Les pays africains vont lancer vendredi un véritable défi à la Cour pénale internationale (CPI) en tentant de faire adopter au Conseil de sécurité de l'ONU une résolution appelant à suspendre les procès pour crimes contre l'humanité de dirigeants kényans.

Leur projet de résolution demande de reporter d'un an les procès du président Uhuru Kenyatta et du vice-président William Ruto, mais il est quasiment certain de ne pas être adopté en raison d'un manque de soutien au Conseil.

Diplomates et experts juridiques s'accordent néanmoins pour dire que ce geste risque d'accroître sérieusement les tensions entre l'Afrique et la CPI.

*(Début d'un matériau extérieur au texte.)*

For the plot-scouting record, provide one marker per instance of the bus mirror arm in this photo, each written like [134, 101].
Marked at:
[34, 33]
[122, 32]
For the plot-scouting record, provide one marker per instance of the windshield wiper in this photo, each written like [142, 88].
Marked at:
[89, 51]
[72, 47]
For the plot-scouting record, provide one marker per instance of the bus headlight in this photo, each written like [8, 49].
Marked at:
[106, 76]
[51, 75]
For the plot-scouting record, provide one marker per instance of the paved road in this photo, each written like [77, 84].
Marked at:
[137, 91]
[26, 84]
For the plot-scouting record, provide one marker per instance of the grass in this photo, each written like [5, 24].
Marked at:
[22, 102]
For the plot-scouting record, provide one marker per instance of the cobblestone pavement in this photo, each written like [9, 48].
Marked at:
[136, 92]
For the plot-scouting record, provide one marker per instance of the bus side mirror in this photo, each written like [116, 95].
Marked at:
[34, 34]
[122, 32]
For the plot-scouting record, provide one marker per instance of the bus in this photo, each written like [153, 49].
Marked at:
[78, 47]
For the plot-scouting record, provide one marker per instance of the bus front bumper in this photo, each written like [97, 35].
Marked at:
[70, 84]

MM. Kenyatta et Ruto, élus en mars, sont les premiers dirigeants en exercice jugés par la CPI. Ils sont poursuivis séparément depuis 2011 pour leurs responsabilités respectives dans les violences politico-ethniques sur lesquelles avait débouché la précédente présidentielle de fin 2007. Plus de 1000 personnes avaient perdu la vie.

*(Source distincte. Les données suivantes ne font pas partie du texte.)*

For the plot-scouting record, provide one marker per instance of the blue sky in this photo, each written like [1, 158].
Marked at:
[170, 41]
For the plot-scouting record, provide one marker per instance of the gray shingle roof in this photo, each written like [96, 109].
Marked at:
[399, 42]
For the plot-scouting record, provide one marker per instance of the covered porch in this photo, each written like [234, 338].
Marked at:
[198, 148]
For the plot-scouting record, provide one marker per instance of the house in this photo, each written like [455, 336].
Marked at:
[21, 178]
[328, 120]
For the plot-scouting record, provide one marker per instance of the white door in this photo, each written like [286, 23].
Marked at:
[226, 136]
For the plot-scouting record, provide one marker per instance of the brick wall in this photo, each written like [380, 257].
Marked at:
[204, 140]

M. Ruto est poursuivi pour crimes contre l'humanité et plaide non coupable. Son procès a déjà commencé. M. Kenyatta est lui aussi accusé de crimes contre l'humanité et rejette les charges retenues contre lui. Son procès est censé démarrer le 5 février, après avoir été reporté trois fois.

Tous deux ont jusqu'à présent coopéré avec la CPI, mais le Kenya a déposé deux requêtes écrites au Conseil de sécurité pour demander de suspendre ou mettre fin aux poursuites.

La résolution qui sera mise au vote vendredi est notamment défendue par le Rwanda, actuellement membre non permanent du Conseil de sécurité, qui n'est par ailleurs pas signataire de la CPI. L'Éthiopie, un autre opposant au tribunal de La Haye, soutient aussi le texte.

Les résolutions du Conseil doivent obtenir le soutien de neuf États membres pour être adoptées. Mais comme sept des 15 pays aujourd'hui membres sont également signataires de la CPI, et que les États-Unis sont opposés au texte, ce dernier n'a quasiment aucune chance de passer, notent des diplomates.

Le Conseil a la capacité de demander à la CPI de reporter d'un an un de ses procès si celui-ci est considéré comme une menace pour la paix internationale.

Le projet de résolution avance ainsi que le procès des deux dirigeants kényans «empêche» MM. Kenyatta et Ruto de faire leur devoir. Selon les pays africains, les deux hommes devraient rester aux manettes du Kenya pour pouvoir gérer la lutte contre les combattants islamistes en Somalie, ainsi que les suites de l'attentat dans un centre commercial de Nairobi.

Mais les diplomates occidentaux y voient davantage une campagne politique pour mettre fin aux poursuites et une tentative par les pays opposés à la CPI de discréditer la Cour.

«Les Africains ont atteint un point où ils parlent de ce vote comme d'un test pour savoir si l'on est pour l'Afrique ou contre l'Afrique», commentait jeudi un diplomate onusien.